W4 [29] (What, Where, When, Who). Per lo sviluppo del progetto hanno collaborato la IBM e il Computer Vision Laboratory della University of Maryland. Si tratta di un sistema in tempo reale per la video sorveglianza in ambienti aperti. L’obiettivo è di individuare, seguire e osservare il movimento di una persona o di un gruppo di persone. Per ogni persona nella scena si vuole conoscere cosa sta facendo (What), dove e quando lo sta facendo (Where e When) e chi lo sta facendo (Who). Le principali caratteristiche del sistema sono:

• Creazione di un modello dinamico dello sfondo che permetta di localizzare gli oggetti in movimento senza tenere conto di piccole variazioni dello sfondo come le foglie di un albero mosse dal vento.

• Capacità di distinguere le persone da altri oggetti in movimento come, ad esempio, le auto.

• Capacità di seguire gli spostamenti di più persone contemporaneamente anche quando si muovono insieme o interagiscono le une con le altre.

• Costruzione di una rappresentazione diversa per ogni persona così da poterne seguire gli spostamenti anche dopo eventuali occlusioni.

• Modellazione del corpo umano utilizzando sei componenti principali (testa, mani, piedi, torso).

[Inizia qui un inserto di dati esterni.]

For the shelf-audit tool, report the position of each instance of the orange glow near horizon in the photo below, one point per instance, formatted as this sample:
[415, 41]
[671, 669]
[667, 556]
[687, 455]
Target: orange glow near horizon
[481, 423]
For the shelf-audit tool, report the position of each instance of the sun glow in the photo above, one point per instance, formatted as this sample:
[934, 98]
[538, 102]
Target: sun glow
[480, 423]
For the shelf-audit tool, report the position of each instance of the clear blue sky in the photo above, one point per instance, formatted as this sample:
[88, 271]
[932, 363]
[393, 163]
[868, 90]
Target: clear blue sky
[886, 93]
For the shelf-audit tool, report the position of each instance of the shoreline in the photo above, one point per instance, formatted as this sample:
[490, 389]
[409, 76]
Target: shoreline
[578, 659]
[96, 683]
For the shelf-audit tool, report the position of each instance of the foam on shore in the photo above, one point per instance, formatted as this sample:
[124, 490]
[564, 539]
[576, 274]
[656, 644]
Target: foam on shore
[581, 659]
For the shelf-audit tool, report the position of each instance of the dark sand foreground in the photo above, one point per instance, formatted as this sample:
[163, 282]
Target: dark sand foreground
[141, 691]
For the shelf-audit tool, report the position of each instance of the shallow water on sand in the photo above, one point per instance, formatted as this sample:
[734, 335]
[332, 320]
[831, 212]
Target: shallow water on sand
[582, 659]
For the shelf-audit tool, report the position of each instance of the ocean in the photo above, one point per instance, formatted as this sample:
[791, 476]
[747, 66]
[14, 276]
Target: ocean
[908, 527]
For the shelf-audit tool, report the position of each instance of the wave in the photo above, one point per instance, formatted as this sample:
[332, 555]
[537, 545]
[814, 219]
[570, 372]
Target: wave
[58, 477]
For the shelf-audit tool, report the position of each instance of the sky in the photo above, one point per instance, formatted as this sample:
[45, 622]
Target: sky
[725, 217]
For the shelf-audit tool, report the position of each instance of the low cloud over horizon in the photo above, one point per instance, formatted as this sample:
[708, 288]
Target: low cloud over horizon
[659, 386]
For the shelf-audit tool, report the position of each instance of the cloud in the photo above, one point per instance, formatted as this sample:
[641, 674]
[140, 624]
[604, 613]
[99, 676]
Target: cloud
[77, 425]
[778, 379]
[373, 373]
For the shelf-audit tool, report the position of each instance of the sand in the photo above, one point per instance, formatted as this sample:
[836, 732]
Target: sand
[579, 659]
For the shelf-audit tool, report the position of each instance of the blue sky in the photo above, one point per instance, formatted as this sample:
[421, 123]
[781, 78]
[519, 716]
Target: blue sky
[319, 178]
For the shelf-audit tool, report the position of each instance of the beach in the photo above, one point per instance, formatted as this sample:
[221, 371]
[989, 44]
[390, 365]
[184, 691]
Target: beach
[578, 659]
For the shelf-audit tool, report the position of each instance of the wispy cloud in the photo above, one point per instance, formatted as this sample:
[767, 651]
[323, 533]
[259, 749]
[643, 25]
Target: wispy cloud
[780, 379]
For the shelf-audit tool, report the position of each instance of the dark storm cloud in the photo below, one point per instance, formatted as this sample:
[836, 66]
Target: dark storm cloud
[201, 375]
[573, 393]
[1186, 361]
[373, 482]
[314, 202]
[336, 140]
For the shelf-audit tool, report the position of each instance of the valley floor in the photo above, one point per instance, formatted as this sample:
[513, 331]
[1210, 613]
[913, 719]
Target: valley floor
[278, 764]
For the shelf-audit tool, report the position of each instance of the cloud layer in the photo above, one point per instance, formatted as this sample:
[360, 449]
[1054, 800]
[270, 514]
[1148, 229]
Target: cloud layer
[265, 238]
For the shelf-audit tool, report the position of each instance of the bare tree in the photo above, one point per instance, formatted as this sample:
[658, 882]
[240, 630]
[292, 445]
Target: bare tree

Il sistema non solo è in grado di individuare elementi ma anche di farne il tracking.

• Il sistema è anche in grado di determinare se una persona sta portando un oggetto, se lo sta scambiando con un’altra o se lo sta depositando o prendendo.

Per l’acquisizione delle immagini viene utilizzata una singola telecamera a livelli di grigio. Il sistema è stato testato utilizzando immagini ad una risoluzione di 320x240 pixel le immagini vengono elaborate alla frequenza di 25Hz.